Er gab sich auch nicht der Illusion vieler Exilanten hin, dass die Diktatur Hitlers bald zusammenbrechen werde. Verbittert stellte er fest, dass sich die Mehrheit der Deutschen mit der Diktatur arrangierte und selbst das Ausland Hitlers Herrschaft akzeptierte. Er rechnete mit einem Krieg innerhalb weniger Jahre.

Tucholsky lehnte es strikt ab, sich an der entstehenden Exil-Presse zu beteiligen. Zum einen verstand er sich nicht als Emigrant, da er Deutschland schon 1924 verlassen hatte und erwog, sich um die schwedische Staatsbürgerschaft zu bewerben. Seine tieferen Gründe, warum er sich nicht mehr mit Deutschland beschäftigte, schilderte er in dem bewegenden letzten Brief an Mary Gerold:

„Ich habe über das, was da geschehen ist, nicht eine Zeile veröffentlicht - auf alle Bitten hin nicht. Es geht mich nichts mehr an. Es ist nicht Feigheit - was dazu schon gehört, in diesen Käseblättern zu schreiben. Aber ich bin au-dessus de la mêlée, es geht mich nichts mehr an. Ich bin damit fertig...“

Tatsächlich aber war er noch nicht mit allem fertig, und er nahm sehr wohl Anteil an den Entwicklungen in Deutschland und Europa. Um dem inhaftierten Ossietzky beizustehen, dachte er auch daran, wieder an die Öffentlichkeit zu treten. Kurz vor seinem Tod plante er, in einem scharfen Artikel mit dem einst von ihm verehrten norwegischen Dichter Knut Hamsun abzurechnen. Hamsun hatte sich offen für das Hitler-Regime ausgesprochen und Carl von Ossietzky angegriffen, der ohne sich wehren zu können, im Konzentrationslager Papenburg-Esterwegen einsaß. Hinter den Kulissen unterstützte Tucholsky auch die Verleihung des Friedensnobelpreises des Jahres 1935 an den inhaftierten Freund. Ossietzky erhielt die Auszeichnung tatsächlich im folgenden Jahr rückwirkend für 1935. Den Erfolg seiner Bemühungen hat Kurt Tucholsky jedoch nicht mehr erlebt.

Von der lang anhaltenden Krankheit geschwächt, nahm er am Abend des 20. Dezember 1935 in seinem Haus in Hindås eine Überdosis Schlaftabletten ein. Tags darauf wurde er, schon im Koma liegend, gefunden und ins Sahlgrensche Krankenhaus nach Göteborg gebracht. Dort verstarb Kurt Tucholsky am Abend des 21. Dezember. Die These vom Suizid wird in jüngster Zeit von Tucholskys Biographen Michael Hepp (siehe unten) angezweifelt. Er hält eine Selbsttötung aus Versehen für möglich.

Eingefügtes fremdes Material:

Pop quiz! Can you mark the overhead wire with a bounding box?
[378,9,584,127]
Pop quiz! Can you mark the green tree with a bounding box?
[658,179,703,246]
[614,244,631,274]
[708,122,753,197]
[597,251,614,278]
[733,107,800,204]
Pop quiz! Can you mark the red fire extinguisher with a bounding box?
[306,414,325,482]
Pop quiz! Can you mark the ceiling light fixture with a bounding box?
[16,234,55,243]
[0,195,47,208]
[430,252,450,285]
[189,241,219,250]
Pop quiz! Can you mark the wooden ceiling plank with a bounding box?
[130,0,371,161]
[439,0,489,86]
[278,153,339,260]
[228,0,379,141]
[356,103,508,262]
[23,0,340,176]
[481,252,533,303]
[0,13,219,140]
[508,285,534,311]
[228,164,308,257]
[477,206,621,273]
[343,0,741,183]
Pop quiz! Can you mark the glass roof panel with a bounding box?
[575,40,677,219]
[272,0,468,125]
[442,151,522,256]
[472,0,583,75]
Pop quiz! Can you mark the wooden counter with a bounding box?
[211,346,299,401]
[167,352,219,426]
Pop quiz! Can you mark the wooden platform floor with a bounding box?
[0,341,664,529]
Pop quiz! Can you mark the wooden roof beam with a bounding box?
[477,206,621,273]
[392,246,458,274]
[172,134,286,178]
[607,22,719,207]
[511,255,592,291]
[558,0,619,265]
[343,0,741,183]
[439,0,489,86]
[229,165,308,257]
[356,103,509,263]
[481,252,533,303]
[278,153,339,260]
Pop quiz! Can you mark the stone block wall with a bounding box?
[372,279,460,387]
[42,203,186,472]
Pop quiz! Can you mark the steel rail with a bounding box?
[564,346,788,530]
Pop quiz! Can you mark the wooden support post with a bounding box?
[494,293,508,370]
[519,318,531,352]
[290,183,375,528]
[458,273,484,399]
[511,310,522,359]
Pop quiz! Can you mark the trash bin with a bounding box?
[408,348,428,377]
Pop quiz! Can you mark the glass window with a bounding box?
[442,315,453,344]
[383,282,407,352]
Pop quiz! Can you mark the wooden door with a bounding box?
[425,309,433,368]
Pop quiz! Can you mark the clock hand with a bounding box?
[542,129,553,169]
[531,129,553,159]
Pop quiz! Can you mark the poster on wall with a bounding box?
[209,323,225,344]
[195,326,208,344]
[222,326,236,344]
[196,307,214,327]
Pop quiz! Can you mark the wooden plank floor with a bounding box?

Die Asche Kurt Tucholskys wurde im Sommer 1936 unter einer Eiche nahe Schloss Gripsholm im schwedischen Mariefred beigesetzt. Die Grabplatte mit der Inschrift "Alles Vergängliche ist Nur Ein Gleichnis" aus Goethes Faust II wurde erst nach dem Ende des Zweiten Weltkrieges auf das Grab gelegt. Tucholsky selbst hatte 1923 in der Satire Requiem folgenden Grabspruch für sein Pseudonym Ignaz Wrobel vorgeschlagen:

HIER RUHT EIN GOLDENENS HERZ
UND EINE EISERNE SCHNAUZE
GUTE NACHT -!</center>
Inhaltsverzeichnis

Rezeption und Einzelaspekte

Tucholsky gehörte zu den meist beschäftigten und bestbezahlten Journalisten der Weimarer Republik. In den 25 Jahren seines publizistischen Schaffens veröffentlichte er in fast 100 Publikationen mehr als 3000 Artikel, die meisten davon, etwa 1.600, in der Wochenzeitschrift Die Weltbühne. Zu seinen Lebzeiten erschienen bereits sieben Sammelbände mit kürzeren Texten und Gedichten, die zum Teil dutzende Auflagen erzielten. Werke und Äußerungen Tucholskys polarisieren zum Teil bis heute, wie die Auseinandersetzungen um seinen Satz "Soldaten sind Mörder" in den 90er Jahren belegen. Seine Kritik an der Politik und der Literatur seiner Zeit, aber auch an Teilen des deutschen Judentums riefen immer wieder Widerspruch hervor.

Der politische Schriftsteller

Tucholskys Rolle als politischer Journalist wurde von jeher kontrovers beurteilt. Sein Selbstverständnis als linker Intellektueller legte er in dem programmatischen Text "Wir Negativen" dar, in dem er schon im März 1919 zu den Vorwürfen Stellung beziehen musste, die junge Republik nicht positiv genug zu sehen. Sein Fazit lautete damals:

"Wir können nicht zu einem Volk Ja sagen, das, noch heute, in einer Verfassung ist, die, wäre der Krieg zufälligerweise glücklich ausgegangen, das Schlimmste hätte befürchten lassen. Wir können nicht zu einem Land Ja sagen, das von Kollektivitäten besessen ist, und dem die Korporation weit über dem Individuum steht."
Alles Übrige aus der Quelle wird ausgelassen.